The proposed Spoof Detection CNN is a relatively small model in terms of parameters and computation time. The model comprises 29,633 parameters in total and requires $2.83\times {10}^8$ FLOPs for inference. For training, it takes around 3 h to train a single model using our methodology on an NVIDIA 4090 GPU. Furthermore, the average classification time for a single input image on the same GPU is $0.28$ ms, and on an Intel Core i9-10940X @ 3.30GHz CPU, it is $23.86$ ms. The model can differentiate between live and spoof fingerprints at a very high speed. The blend of minimal parameter size and rapid classification speed of the model underscores its suitability and practicality for deployment in various real-world scenarios requiring spoof fingerprint detection.

6. Conclusions

We introduce a simple training procedure that uses activation perturbation of a network to obtain enhanced ensembles of neural networks and improved performance of spoof fingerprint detection with a small training dataset by incorporating a class activation map in the training procedure. We demonstrate that our training procedure can produce diverse ensemble members by simply adding noise to the CAM regions. We show in our experiments that our approach improves the state-of-the-art results for spoof fingerprint detection. Moreover, we demonstrate improved robustness for a spoof fingerprint detection model with our proposed training procedure.

The proposed method, while effective, may have the following limitations:

• The optimal number of ensemble members may vary depending on the specific characteristics of the network architecture in use. What is effective for one architecture might not yield the same level of accuracy or efficiency for another.
• The optimal threshold value for the activation map might differ when the method is applied to network architectures different from the one used in our study. Factors such as the diversity of spoofing materials and sensor types can also influence the ideal threshold setting.

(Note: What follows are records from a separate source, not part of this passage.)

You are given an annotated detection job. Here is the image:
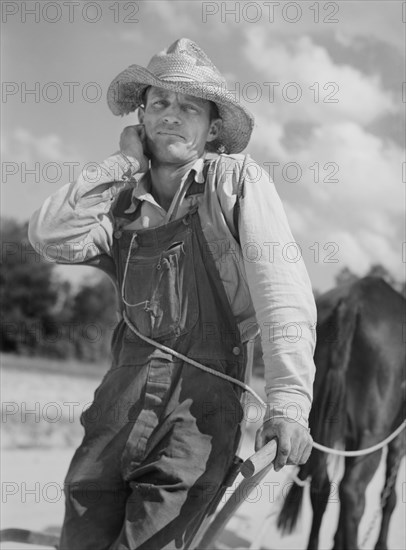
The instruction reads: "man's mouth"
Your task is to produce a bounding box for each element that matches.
[157,132,185,140]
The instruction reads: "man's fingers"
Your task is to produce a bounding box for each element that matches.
[274,433,291,472]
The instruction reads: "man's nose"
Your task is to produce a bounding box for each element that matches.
[164,105,182,124]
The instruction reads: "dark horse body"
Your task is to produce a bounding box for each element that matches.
[278,277,406,550]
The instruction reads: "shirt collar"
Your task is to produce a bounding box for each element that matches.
[125,157,205,214]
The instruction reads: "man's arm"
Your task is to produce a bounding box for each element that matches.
[28,126,148,263]
[235,159,317,470]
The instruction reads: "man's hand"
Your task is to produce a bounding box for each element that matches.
[255,417,313,472]
[120,124,149,172]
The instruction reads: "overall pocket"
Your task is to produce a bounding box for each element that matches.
[123,235,198,338]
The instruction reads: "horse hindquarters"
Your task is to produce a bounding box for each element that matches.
[333,451,382,550]
[307,462,330,550]
[375,434,406,550]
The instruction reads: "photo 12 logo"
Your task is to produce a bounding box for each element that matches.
[1,1,140,24]
[202,2,340,23]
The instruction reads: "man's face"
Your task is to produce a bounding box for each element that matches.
[139,86,221,164]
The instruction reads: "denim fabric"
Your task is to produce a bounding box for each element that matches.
[29,154,316,427]
[60,209,245,550]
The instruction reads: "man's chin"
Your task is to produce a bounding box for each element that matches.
[154,141,198,164]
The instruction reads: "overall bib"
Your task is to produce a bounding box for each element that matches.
[60,191,245,550]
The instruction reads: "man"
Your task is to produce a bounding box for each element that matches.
[29,38,316,550]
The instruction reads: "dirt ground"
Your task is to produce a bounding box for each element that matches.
[0,358,406,550]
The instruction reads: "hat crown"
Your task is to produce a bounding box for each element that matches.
[147,38,227,84]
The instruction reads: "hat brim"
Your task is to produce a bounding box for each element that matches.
[107,65,254,153]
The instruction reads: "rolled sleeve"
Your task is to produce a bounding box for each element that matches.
[28,153,139,263]
[239,160,317,427]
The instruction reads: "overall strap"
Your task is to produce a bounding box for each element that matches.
[233,155,249,243]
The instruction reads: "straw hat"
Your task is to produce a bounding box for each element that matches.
[107,38,254,153]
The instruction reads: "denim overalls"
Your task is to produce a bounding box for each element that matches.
[60,172,245,550]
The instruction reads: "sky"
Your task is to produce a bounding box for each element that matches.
[1,0,406,291]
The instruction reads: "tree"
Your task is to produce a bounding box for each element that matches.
[335,267,359,286]
[0,219,58,352]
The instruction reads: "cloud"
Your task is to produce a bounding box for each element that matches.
[3,127,81,163]
[244,28,400,125]
[243,29,405,286]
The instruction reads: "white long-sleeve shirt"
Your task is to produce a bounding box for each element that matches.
[29,153,316,427]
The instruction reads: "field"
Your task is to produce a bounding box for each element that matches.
[0,355,406,550]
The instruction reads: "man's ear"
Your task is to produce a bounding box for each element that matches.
[206,118,223,142]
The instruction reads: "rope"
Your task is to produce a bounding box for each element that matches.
[123,311,266,407]
[313,420,406,457]
[123,311,406,457]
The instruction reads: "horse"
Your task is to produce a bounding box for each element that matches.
[277,277,406,550]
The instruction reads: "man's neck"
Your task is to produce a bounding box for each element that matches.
[150,159,201,211]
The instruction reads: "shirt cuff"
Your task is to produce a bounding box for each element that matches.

Future research endeavors will be directed towards investigating the application of activation perturbation and ensemble learning techniques. The primary objective of this exploration is to enhance the cross-sensor efficacy of spoof fingerprint detection networks. This enhancement aims to facilitate the development of models with superior generalization capabilities. Activation perturbation will be employed to bolster the robustness of the network against sensor-specific variations, while the integration of ensemble learning strategies is anticipated to aggregate the strengths of diverse models. Consequently, this synergistic approach is expected to yield significant improvements in network performance across various sensor types, thereby addressing one of the critical challenges in the domain of biometric security.